When a container hits its configured --cpus limit, the kernel throttles it, restricting further CPU time until the next accounting period, which can be observed directly through cgroups throttling statistics and is a frequently overlooked cause of degraded application performance that looks like a CPU shortage but is actually an artificially imposed ceiling:

cat /sys/fs/cgroup/cpu/docker/<container-id>/cpu.stat

nr_throttled 142
throttled_time 8234000000

A high nr_throttled count alongside a CPU usage reading that never quite reaches the configured limit indicates the container is being throttled frequently, which manifests to the application as intermittent slowdowns precisely when it most needs burst capacity, even though the host itself may have plenty of spare CPU available that the limit is preventing the container from using.

Distinguishing host saturation from container-specific limits

A container reporting consistently high CPU usage could be saturating its own configured limit, or it could be one of several containers collectively saturating the host's actual total CPU capacity; these require different responses, raising the container's own limit versus addressing host-level capacity or rebalancing workloads across more hosts:

docker stats --no-stream

top

Comparing per-container CPU usage against overall host CPU utilization at the same moment clarifies which situation is actually occurring: if the host has substantial idle capacity while a specific container is pegged at its own limit, raising that container's limit is the appropriate fix; if the host itself is near full utilization across many containers, the fix is at the host or cluster capacity level instead.

CPU usage trends over time

A single point-in-time CPU reading is far less useful than a trend observed over a representative period, since usage often varies significantly with request volume, scheduled jobs, or time-of-day traffic patterns that a single snapshot cannot reveal:

scrape_configs:
  - job_name: 'cadvisor'
    static_configs:
      - targets: ['cadvisor:8080']

rate(container_cpu_usage_seconds_total{name="my-api"}[5m])

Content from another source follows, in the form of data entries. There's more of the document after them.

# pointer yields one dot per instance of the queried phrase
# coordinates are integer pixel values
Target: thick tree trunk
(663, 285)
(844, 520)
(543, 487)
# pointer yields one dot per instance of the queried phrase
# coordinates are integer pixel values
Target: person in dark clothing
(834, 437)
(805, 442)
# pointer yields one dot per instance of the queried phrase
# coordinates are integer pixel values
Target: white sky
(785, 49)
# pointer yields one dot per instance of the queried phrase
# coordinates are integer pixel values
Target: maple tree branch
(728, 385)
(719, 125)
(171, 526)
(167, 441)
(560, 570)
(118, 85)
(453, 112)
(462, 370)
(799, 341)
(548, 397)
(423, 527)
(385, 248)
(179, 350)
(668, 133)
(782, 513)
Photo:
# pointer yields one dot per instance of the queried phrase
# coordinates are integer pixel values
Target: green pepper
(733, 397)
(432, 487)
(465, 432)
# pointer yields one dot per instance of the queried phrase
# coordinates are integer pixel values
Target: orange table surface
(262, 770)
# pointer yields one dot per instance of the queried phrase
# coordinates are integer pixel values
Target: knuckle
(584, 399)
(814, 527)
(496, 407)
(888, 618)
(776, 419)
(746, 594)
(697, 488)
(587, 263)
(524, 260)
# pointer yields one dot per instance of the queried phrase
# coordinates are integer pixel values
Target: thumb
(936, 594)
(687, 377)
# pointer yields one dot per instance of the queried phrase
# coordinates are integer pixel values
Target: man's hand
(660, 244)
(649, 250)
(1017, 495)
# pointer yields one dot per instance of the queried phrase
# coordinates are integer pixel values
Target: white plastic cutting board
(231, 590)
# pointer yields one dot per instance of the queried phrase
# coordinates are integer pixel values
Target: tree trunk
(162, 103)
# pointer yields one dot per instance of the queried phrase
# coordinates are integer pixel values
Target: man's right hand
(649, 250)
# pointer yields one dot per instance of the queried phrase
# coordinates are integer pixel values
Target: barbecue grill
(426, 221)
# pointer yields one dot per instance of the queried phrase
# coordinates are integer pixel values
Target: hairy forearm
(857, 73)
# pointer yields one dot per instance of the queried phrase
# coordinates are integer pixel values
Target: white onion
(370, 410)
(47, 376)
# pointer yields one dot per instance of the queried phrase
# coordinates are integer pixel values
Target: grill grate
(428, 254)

Exporting CPU usage to a time-series metrics system and reviewing it over days or weeks, rather than relying on point-in-time docker stats checks, is necessary for sizing decisions like setting an appropriate --cpus limit or deciding when to scale a service horizontally.

Sizing CPU limits based on observed usage

Setting a CPU limit too conservatively causes unnecessary throttling during legitimate, expected load spikes; setting it too generously risks one container consuming more host capacity than intended at the expense of others sharing the same host. Reviewing actual peak usage over a representative period, then setting the limit with reasonable headroom above that observed peak, is a more reliable approach than guessing or copying a value used for an unrelated service:

docker stats --no-stream --format "{{.CPUPerc}}" my-api

docker update --cpus=3 my-api

Common mistakes

Interpreting a CPU percentage above 100% as an error, rather than understanding it as expected multi-core usage reported relative to a single core's capacity.
Setting a --cpus limit without monitoring for throttling, leaving a self-imposed performance ceiling unnoticed and misattributed to some other cause.
Confusing CPU shares with hard limits, expecting shares to cap usage the way --cpus does, when shares only matter under actual host contention.
Reacting to a single high CPU reading without checking the trend over a representative period, leading to a limit change based on an atypical spike rather than genuine sustained usage.
Raising a container's CPU limit without first checking whether the host itself has the spare capacity to actually grant it, rather than just shifting the bottleneck elsewhere.

Container CPU usage is only meaningful when interpreted alongside the container's configured limits (or lack thereof) and the host's actual available capacity, and the most common diagnostic gap is failing to check for throttling specifically, since a throttled container can show CPU usage that never appears to be "maxed out" while still suffering real, limit-induced performance degradation.